Closed-ended funds provide one of the best structures to invest in emerging markets, according to Da...
Closed-ended funds provide one of the best structures to invest in emerging markets, according to David Bliss, director at Lazard Asset Management.
According to Bliss, the capital structure of closed-ended funds offers a number of advantages to both investment managers and investors. He said: "The advantage it gives fund managers is it allows them to enhance the returns they can give to their shareholders."
He said this was particularly the case for volatile markets, and emerging markets were a good example. He said: "The majority of money has always gone into the big sister of the investment trust industry, the open-ended industry. But when you are in a situation of volatile or high risk markets, what you tend to find is it's a feast or famine. The money is actually trying to flow into the marketplace at a time when the assets are rising."
Bliss said when a huge amount of money flowed into the market, open-ended funds were placed in the situation whereby assets were diluted. He said when money was then pulled out, the investment managers were then forced to sell assets.
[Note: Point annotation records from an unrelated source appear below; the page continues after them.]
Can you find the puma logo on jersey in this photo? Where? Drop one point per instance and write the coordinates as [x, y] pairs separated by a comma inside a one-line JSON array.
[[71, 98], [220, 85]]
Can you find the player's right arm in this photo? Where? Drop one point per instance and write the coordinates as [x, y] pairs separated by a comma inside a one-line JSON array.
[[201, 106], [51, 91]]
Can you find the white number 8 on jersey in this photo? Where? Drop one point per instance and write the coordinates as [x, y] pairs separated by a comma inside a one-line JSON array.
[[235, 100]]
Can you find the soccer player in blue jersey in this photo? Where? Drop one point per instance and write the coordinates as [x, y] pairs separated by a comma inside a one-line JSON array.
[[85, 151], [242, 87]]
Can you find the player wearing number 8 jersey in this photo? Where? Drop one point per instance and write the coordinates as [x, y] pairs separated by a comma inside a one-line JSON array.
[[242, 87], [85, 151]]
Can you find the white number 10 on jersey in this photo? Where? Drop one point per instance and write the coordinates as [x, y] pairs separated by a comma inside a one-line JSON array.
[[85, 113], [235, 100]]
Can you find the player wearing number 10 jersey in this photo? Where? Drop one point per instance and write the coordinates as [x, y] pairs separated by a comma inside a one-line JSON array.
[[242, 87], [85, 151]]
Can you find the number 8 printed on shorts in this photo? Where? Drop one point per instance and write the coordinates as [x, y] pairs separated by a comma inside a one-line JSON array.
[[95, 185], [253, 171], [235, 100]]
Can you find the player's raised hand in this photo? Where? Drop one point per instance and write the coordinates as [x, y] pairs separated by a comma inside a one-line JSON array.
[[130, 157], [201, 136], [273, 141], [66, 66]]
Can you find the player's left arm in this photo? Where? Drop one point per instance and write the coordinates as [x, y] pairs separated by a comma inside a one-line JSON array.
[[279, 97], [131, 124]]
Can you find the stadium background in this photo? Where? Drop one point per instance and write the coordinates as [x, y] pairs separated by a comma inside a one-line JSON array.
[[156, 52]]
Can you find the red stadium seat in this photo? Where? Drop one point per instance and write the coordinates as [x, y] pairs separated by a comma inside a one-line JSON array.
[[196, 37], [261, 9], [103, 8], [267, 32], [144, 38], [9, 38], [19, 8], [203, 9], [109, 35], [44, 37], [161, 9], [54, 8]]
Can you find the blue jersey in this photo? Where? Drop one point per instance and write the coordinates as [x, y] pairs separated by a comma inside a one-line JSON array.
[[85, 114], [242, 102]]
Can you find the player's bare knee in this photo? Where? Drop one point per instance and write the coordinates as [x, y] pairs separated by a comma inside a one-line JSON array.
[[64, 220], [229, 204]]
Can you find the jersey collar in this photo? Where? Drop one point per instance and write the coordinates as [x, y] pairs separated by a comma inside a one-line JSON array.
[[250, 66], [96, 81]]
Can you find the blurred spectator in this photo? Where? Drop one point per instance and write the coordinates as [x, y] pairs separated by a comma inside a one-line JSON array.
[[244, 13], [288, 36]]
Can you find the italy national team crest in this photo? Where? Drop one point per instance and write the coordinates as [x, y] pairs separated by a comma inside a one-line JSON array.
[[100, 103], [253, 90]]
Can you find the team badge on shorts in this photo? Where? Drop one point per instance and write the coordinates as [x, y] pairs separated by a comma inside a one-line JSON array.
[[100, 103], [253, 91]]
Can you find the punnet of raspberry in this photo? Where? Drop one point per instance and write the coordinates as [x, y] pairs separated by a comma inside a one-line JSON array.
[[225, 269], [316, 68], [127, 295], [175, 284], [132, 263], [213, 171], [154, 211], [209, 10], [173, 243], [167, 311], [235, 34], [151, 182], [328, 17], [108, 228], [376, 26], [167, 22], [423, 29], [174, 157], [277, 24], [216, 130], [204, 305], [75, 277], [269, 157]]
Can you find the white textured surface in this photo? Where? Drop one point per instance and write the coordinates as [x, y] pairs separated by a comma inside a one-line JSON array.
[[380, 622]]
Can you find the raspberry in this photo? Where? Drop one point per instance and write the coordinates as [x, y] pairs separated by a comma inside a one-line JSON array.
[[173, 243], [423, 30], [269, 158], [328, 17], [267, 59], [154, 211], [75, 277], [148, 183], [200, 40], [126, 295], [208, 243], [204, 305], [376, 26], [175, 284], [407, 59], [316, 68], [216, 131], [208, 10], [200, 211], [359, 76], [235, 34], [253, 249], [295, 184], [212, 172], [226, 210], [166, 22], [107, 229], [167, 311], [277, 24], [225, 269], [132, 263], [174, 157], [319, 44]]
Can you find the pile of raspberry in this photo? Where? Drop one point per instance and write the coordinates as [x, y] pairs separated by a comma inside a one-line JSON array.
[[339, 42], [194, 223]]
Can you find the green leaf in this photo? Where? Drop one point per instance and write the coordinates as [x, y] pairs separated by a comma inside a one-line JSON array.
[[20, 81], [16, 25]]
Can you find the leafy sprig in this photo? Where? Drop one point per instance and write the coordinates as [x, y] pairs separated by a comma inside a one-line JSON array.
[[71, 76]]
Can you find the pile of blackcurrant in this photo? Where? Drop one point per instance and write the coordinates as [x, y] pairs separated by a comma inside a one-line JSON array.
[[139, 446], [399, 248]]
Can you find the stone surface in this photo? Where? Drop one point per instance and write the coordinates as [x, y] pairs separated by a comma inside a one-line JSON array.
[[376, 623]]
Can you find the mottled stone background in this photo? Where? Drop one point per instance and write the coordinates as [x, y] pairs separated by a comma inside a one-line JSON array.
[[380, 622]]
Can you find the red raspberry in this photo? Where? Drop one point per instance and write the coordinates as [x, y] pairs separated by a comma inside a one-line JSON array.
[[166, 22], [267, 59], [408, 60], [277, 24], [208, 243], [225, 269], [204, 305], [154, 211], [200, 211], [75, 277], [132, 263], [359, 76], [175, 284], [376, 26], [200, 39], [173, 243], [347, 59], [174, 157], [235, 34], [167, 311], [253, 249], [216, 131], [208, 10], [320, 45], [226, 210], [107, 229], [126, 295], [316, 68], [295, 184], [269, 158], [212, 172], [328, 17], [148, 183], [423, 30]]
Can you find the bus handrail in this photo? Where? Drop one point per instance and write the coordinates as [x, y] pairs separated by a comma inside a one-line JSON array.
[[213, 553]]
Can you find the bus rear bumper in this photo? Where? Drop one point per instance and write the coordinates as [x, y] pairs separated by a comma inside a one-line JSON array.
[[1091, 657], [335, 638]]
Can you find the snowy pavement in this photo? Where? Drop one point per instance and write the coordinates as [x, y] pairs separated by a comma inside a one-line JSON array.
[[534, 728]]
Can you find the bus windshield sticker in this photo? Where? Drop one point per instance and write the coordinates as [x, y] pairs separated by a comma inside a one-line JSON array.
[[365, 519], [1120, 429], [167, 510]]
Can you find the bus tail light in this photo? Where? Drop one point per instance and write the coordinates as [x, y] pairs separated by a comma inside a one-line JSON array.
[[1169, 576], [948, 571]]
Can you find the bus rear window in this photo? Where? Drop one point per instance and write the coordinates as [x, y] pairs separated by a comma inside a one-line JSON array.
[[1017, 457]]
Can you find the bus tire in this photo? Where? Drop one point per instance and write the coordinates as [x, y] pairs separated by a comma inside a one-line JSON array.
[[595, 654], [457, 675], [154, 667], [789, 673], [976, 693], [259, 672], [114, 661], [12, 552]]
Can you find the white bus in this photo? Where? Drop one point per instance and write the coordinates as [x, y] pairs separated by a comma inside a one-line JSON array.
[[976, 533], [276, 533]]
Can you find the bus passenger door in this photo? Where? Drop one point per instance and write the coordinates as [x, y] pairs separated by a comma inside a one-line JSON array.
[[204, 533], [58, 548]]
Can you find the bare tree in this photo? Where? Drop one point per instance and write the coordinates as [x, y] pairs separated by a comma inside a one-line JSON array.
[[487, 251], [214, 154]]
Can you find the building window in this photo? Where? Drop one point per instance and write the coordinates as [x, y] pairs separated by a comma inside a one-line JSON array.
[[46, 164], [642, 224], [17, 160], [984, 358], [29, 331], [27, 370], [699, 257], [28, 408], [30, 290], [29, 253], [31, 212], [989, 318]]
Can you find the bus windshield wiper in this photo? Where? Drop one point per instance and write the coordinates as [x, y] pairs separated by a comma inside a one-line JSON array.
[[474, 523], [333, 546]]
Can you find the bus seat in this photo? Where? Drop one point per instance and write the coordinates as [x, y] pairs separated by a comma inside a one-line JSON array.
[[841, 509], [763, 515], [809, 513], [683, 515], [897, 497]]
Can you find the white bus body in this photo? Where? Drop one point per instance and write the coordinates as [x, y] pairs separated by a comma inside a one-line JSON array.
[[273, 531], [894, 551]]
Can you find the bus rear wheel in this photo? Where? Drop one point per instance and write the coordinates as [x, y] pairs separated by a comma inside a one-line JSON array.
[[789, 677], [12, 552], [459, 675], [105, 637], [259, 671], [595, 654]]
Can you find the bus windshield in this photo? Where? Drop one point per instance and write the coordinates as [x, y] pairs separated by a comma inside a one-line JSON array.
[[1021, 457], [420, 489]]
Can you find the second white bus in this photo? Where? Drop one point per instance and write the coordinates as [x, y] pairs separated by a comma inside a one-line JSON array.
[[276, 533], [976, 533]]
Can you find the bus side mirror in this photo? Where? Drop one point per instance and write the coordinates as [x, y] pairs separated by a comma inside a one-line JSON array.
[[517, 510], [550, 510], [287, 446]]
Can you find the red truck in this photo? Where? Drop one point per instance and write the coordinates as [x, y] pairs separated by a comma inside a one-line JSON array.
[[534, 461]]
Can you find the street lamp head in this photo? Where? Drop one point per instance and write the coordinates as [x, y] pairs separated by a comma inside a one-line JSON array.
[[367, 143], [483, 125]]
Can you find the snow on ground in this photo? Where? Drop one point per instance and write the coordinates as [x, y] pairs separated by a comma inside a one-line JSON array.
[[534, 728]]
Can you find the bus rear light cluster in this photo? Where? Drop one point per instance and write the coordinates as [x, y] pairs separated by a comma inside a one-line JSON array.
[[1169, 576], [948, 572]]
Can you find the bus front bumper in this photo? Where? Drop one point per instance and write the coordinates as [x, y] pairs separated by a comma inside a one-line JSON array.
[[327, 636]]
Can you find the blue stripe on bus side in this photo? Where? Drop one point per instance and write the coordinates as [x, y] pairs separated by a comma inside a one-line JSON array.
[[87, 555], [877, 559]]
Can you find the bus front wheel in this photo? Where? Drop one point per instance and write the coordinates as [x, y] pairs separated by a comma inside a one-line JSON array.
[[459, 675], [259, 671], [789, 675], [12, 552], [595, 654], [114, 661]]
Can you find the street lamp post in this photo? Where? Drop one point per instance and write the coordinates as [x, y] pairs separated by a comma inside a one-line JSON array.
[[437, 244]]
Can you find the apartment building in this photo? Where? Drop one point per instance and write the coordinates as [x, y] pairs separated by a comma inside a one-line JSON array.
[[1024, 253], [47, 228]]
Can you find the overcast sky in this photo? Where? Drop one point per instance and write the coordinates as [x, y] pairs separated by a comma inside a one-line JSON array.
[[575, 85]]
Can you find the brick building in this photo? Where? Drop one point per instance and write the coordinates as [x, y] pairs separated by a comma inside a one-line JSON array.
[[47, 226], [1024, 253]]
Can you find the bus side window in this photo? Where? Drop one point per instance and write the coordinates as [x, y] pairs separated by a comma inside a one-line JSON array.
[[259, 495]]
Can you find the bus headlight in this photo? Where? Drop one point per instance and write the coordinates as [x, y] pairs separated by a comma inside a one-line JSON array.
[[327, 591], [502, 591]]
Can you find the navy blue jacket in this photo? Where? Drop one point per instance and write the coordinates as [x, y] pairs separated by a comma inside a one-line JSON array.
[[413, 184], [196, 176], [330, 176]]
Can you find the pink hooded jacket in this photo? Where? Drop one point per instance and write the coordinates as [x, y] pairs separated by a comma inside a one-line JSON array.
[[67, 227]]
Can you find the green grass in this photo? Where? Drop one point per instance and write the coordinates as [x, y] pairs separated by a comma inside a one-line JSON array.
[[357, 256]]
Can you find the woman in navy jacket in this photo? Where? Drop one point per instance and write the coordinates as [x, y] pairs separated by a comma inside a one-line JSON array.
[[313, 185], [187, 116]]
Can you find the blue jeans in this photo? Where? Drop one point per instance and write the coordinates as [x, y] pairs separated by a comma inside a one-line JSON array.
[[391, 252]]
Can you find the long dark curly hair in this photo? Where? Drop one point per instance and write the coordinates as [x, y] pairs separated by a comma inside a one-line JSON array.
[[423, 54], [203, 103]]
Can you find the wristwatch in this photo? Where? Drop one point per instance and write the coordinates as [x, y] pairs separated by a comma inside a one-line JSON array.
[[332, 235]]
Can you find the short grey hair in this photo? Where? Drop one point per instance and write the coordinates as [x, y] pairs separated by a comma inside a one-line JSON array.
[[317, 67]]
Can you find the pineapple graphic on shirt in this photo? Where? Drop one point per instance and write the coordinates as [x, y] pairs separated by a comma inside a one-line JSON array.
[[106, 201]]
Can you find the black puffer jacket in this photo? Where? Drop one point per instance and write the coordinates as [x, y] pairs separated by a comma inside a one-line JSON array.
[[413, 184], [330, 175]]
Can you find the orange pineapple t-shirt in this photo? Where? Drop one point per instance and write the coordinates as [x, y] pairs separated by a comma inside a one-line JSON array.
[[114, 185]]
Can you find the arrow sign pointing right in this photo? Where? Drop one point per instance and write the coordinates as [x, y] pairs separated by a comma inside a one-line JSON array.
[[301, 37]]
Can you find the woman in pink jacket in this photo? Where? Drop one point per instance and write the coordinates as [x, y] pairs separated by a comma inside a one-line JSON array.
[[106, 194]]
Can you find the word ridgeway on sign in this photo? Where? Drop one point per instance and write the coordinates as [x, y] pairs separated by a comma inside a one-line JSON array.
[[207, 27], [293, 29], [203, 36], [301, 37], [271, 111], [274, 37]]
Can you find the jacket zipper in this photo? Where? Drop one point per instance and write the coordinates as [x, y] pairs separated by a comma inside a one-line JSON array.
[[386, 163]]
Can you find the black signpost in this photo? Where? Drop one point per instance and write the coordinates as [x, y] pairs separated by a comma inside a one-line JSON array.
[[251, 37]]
In comparison, Bliss said closed-ended vehicles offered a number of benefits both for the fund and the investor. He said in terms of the fund, the positives included not having to manage cash flow, the use of gearing, tax efficiency and the ability to buy illiquid and unquoted securities. In addition, managers of closed-ended funds could hedge if their mandate allowed and take a longer-term view and realise value.
Bliss added the benefits for the investor included the expertise of a dedicated manager, daily liquidity for unquoted and illiquid investments, diversification, and an independent board to oversee the manager and structure.